All the philosophers thought matter eternal but the arts appear new. There is not one, even to the art of making bread, which is not recent. The first Romans ate pap; and these conquerors of so many nations never thought of either windmills or watermills. This truth seems at first to contradict the antiquity of the globe such as it is, or supposes terrible revolutions in this globe. The inundations of barbarians can hardly annihilate arts which have become necessary. I suppose that an army of negroes come among us like locusts, from the mountains of Cobonas, through the Monomotapa, the Monoemugi, the Nosseguais, the Maracates; that they have traversed Abyssinia, Nubia, Egypt, Syria, Asia Minor, the whole of our Europe; that they have overthrown everything, ransacked everything; there will still remain a few bakers, a few cobblers, a few tailors, a few carpenters: the necessary arts will survive; only luxury will be annihilated. It is what was seen at the fall of the Roman Empire; the art of writing even became very rare; almost all those which contributed to the comfort of life were reborn only long after. We invent new ones every day.

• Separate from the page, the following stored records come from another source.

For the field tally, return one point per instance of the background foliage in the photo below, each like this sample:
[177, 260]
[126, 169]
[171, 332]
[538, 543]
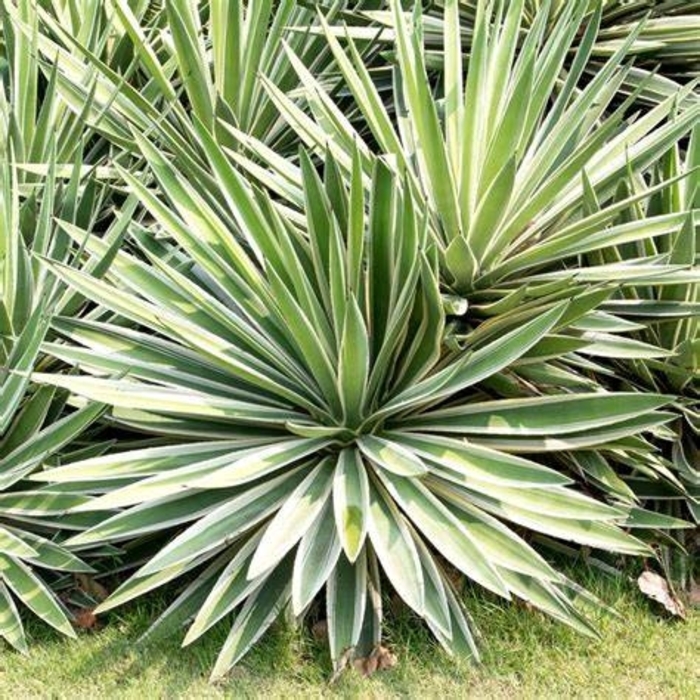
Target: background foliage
[304, 304]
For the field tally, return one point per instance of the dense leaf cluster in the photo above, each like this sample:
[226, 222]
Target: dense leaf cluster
[301, 304]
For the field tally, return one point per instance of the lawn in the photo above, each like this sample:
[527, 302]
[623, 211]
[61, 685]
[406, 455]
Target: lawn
[640, 655]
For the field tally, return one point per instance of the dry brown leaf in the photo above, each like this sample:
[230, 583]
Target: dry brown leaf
[319, 630]
[93, 588]
[380, 659]
[656, 587]
[694, 594]
[85, 619]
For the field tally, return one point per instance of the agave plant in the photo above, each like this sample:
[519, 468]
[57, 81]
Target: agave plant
[668, 317]
[507, 184]
[665, 48]
[319, 431]
[152, 65]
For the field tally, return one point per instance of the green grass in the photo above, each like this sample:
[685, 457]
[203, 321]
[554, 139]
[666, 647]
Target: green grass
[640, 655]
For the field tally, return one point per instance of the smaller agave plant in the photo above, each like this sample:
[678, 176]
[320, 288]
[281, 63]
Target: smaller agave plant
[316, 433]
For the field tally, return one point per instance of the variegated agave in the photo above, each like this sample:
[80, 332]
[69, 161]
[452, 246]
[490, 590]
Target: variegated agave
[36, 425]
[316, 431]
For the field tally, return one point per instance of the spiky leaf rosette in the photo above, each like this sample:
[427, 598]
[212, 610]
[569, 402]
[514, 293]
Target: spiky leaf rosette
[41, 176]
[318, 432]
[505, 156]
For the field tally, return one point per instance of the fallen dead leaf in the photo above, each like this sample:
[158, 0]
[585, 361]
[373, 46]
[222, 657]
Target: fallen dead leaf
[656, 587]
[85, 619]
[319, 630]
[694, 594]
[93, 588]
[380, 659]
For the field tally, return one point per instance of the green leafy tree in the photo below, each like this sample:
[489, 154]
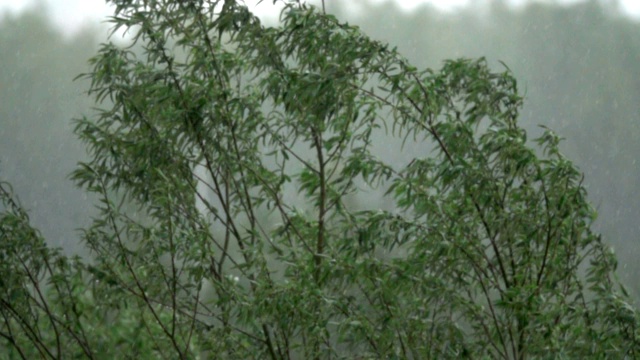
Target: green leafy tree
[486, 253]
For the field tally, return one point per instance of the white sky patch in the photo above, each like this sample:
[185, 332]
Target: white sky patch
[72, 15]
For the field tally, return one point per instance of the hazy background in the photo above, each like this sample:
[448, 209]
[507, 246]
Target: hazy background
[578, 62]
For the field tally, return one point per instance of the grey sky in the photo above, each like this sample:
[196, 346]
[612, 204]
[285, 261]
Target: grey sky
[71, 15]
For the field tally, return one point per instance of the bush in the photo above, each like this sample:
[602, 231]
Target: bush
[203, 249]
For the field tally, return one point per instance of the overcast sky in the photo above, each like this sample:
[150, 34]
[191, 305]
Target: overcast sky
[72, 14]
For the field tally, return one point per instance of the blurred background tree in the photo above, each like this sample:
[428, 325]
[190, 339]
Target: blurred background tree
[578, 66]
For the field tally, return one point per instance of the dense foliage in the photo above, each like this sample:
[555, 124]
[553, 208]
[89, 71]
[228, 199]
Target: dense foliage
[202, 249]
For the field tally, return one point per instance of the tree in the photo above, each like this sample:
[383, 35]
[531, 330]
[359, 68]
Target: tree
[487, 252]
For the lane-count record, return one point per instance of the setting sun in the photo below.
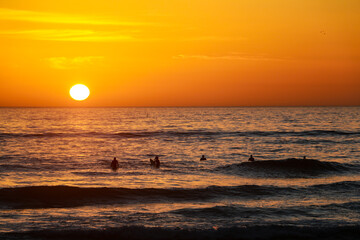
(79, 92)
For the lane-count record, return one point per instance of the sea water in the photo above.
(56, 181)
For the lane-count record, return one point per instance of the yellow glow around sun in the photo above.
(79, 92)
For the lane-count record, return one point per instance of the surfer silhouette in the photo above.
(114, 164)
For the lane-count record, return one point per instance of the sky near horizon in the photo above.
(180, 52)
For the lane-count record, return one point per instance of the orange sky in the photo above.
(180, 52)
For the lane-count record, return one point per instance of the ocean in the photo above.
(56, 181)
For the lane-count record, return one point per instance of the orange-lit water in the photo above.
(55, 173)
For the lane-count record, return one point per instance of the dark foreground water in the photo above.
(56, 181)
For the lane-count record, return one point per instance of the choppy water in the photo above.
(56, 181)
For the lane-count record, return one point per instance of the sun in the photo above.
(79, 92)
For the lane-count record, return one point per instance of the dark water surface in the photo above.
(56, 181)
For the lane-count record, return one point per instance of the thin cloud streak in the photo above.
(73, 63)
(45, 17)
(77, 35)
(235, 56)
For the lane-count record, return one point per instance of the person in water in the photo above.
(114, 164)
(157, 161)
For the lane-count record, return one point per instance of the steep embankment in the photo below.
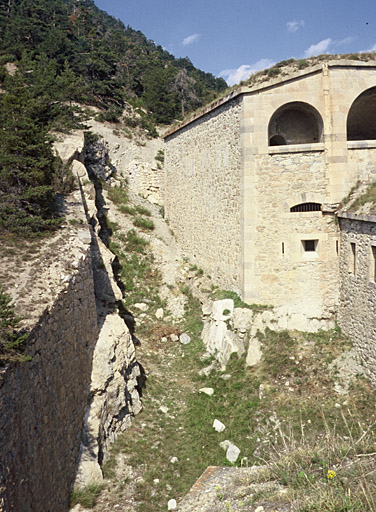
(299, 414)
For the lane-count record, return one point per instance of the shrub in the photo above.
(10, 340)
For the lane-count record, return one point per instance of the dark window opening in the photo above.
(306, 207)
(361, 120)
(309, 245)
(295, 123)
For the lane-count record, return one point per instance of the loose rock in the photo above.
(218, 426)
(207, 391)
(171, 505)
(232, 453)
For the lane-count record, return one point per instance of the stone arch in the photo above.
(361, 119)
(295, 123)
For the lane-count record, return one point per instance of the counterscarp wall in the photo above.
(43, 402)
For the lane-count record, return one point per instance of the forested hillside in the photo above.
(56, 54)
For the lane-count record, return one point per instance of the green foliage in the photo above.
(10, 341)
(218, 294)
(99, 61)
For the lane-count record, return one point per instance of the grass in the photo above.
(282, 414)
(86, 496)
(142, 223)
(218, 294)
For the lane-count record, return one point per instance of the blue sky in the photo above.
(234, 38)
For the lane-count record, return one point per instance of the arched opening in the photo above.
(361, 120)
(306, 207)
(277, 140)
(295, 123)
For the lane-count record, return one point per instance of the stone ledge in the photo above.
(357, 216)
(361, 144)
(296, 148)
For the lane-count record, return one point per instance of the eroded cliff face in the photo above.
(61, 411)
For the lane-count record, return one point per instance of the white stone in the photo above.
(185, 339)
(159, 314)
(242, 318)
(141, 306)
(219, 306)
(207, 391)
(225, 444)
(254, 354)
(232, 453)
(218, 425)
(171, 505)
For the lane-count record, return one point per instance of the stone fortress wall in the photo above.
(299, 159)
(43, 402)
(357, 306)
(61, 410)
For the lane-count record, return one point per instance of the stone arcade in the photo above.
(253, 183)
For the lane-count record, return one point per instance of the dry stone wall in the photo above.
(202, 200)
(357, 308)
(61, 411)
(43, 402)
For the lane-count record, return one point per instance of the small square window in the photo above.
(309, 245)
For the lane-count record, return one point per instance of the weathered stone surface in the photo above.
(220, 306)
(115, 399)
(184, 338)
(207, 391)
(218, 425)
(71, 147)
(43, 402)
(232, 453)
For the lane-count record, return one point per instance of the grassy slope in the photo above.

From all this one can at bottom conclude nothing against the antiquity of the globe. For, supposing even that an influx of barbarians had made us lose entirely all the arts even to the arts of writing and making bread; supposing, further, that for ten years past we had no bread, pens, ink and paper; the land which has been able to subsist for ten years without eating bread and without writing its thoughts, would be able to pass a century, and a hundred thousand centuries without these aids.

It is quite clear that man and the other animals can exist very well without bakers, without novelists, and without theologians, witness the whole of America, witness three quarters of our continent.

The newness of the arts among us does not therefore prove the newness of the globe, as was claimed by Epicurus, one of our predecessors in reverie, who supposed that by chance the eternal atoms in declining, had one day formed our earth. Pomponace said: "Se il mondo non è eterno, per tutti santi è molto vecchio."


ASTROLOGY

Astrology may rest on better foundations than Magic. For if no one has seen either Goblins, or Lemures, or Dives, or Peris, or Demons, or Cacodemons, the predictions of astrologers have often been seen to succeed. If of two astrologers consulted on the life of a child and on the weather, one says that the child will live to manhood, the other not; if one announces rain, and the other fine weather, it is clear that one of them will be a prophet.

The great misfortune of the astrologers is that the sky has changed since the rules of the art were established. The sun, which at the equinox was in Aries in the time of the Argonauts, is to-day in Taurus; and the astrologers, to the great ill-fortune of their art, to-day attribute to one house of the sun what belongs visibly to another. However, that is not a demonstrative reason against astrology. The masters of the art deceive themselves; but it is not demonstrated that the art cannot exist.

There is no absurdity in saying: Such and such a child is born in the waxing of the moon, during stormy weather, at the rising of such and such star; his constitution has been feeble, and his life unhappy and short; which is the ordinary lot of poor constitutions: this child, on the contrary, was born when the moon was full, the sun strong, the weather calm, at the rising of such and such star; his constitution has been good, his life long and happy. If these observations had been repeated, if they had been found accurate, experience would have been able after some thousands of years to form an art which it would have been difficult to doubt: one would have thought, with some likelihood, that men are like trees and vegetables which must be planted and sown only in certain seasons. It would have been of no avail against the astrologers to say: My son was born at a fortunate time, and nevertheless died in his cradle; the astrologer would have answered: It often happens that trees planted in the proper season perish; I answered to you for the stars, but I did not answer for the flaw of conformation you communicated to your child. Astrology operates only when no cause opposes itself to the good the stars can do.